The bootstrap cannot live inside aiutils, because a directly executed script must add ai/src before importing aiutils. A script-local helper under ai/scripts/_script_bootstrap.py keeps the import timing correct while giving future AI scripts one documented pattern.
Decision Input¶
Add bootstrap_ai_script(__file__) with explicit options for repo root, ai/scripts, and vmaf-tune import roots.

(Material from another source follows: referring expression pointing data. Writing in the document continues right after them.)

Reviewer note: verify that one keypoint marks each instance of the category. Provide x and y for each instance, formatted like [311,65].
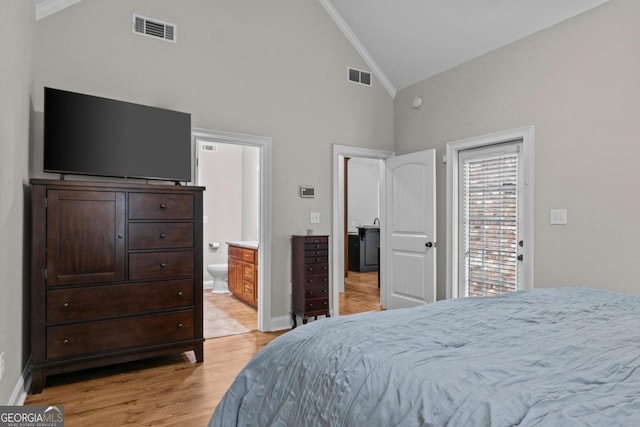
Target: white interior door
[410,250]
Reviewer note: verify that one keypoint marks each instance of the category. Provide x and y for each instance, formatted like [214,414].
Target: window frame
[527,136]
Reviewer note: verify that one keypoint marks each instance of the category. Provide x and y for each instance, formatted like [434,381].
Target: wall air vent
[359,76]
[154,28]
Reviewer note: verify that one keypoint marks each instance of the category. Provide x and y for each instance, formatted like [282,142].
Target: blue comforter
[553,357]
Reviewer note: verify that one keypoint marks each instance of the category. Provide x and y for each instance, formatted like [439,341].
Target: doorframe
[527,136]
[264,252]
[339,152]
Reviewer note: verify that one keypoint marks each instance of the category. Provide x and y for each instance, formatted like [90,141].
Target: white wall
[221,173]
[265,67]
[363,184]
[16,41]
[577,83]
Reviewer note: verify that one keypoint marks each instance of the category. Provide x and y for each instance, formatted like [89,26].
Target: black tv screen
[90,135]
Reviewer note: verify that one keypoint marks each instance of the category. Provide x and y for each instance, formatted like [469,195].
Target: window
[489,219]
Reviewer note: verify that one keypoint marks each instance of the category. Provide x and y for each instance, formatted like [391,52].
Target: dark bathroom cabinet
[363,249]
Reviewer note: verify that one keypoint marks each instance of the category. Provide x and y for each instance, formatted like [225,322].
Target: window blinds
[490,224]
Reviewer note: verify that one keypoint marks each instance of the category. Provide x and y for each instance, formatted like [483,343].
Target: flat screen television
[90,135]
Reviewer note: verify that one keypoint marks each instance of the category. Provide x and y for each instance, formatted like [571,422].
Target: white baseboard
[19,394]
[280,323]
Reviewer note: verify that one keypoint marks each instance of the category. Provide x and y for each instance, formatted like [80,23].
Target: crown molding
[49,7]
[355,42]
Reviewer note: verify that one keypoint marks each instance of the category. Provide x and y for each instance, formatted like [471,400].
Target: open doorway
[232,169]
[358,194]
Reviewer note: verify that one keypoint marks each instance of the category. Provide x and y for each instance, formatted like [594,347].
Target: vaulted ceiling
[406,41]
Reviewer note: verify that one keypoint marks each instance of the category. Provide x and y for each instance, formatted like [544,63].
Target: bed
[557,357]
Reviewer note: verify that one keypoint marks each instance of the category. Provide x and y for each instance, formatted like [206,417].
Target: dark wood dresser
[310,277]
[116,274]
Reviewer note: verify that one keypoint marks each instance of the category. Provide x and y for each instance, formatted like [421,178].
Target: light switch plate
[558,217]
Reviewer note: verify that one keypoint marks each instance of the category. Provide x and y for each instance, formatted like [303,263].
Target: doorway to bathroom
[358,198]
[235,248]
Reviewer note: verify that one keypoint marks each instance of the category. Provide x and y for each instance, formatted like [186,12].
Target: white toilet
[219,274]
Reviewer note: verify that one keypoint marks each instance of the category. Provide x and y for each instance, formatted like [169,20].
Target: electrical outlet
[1,365]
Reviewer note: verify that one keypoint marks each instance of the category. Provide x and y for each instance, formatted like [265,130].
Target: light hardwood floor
[174,391]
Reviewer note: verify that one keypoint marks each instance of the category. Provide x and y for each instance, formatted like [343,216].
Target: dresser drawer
[249,255]
[76,304]
[317,304]
[160,206]
[316,252]
[159,265]
[316,268]
[112,335]
[160,235]
[313,259]
[316,280]
[315,246]
[318,291]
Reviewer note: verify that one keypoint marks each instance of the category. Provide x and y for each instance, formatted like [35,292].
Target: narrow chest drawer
[158,265]
[316,304]
[317,291]
[160,206]
[87,303]
[112,335]
[316,268]
[316,280]
[160,235]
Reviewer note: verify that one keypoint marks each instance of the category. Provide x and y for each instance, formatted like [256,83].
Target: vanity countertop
[245,244]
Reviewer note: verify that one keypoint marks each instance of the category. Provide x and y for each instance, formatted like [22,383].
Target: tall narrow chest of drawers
[310,277]
[116,274]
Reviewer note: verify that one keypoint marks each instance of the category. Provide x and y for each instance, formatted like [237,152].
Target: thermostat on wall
[307,192]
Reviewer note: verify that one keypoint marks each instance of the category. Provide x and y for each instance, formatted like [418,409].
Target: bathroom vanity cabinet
[363,249]
[116,274]
[243,272]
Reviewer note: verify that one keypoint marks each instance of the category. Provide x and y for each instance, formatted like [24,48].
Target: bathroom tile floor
[224,315]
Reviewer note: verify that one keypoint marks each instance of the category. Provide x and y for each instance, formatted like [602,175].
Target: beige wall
[578,84]
[275,68]
[16,39]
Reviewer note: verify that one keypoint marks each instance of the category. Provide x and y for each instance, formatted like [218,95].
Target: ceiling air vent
[359,76]
[154,28]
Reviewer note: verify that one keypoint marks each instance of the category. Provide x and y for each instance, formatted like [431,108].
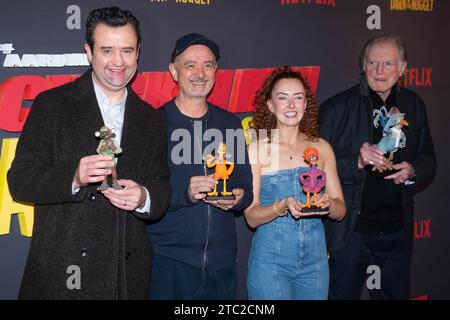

Migrate the current batch materializers and the refreshed K150K/table provenance scripts that already write durable manifests, then document the rule in ai/AGENTS.md, ai/src/aiutils/AGENTS.md, docs/ai/training.md, and the /ai-run-manifest skill.
Reproducer / Smoke¶
.venv/bin/python -m pytest \
ai/tests/test_script_bootstrap.py \
ai/tests/test_extract_k150k_features.py \
ai/tests/test_extract_k150k_perf.py \
ai/tests/test_enrich_k150k_parquet_metadata.py \
ai/tests/test_combine_full_feature_parquets.py \
ai/tests/test_batch_materialize_saliency_features.py \
ai/tests/test_batch_materialize_second_opinion_features.py \
ai/tests/test_batch_materialize_mos_labels.py -q
Limits¶
This does not rewrite every AI script with historical sys.path setup. The first batch covers scripts on the active manifest/materializer stack and the live K150K refresh path. The remaining scripts can migrate in follow-up sweeps as their owning package areas are touched.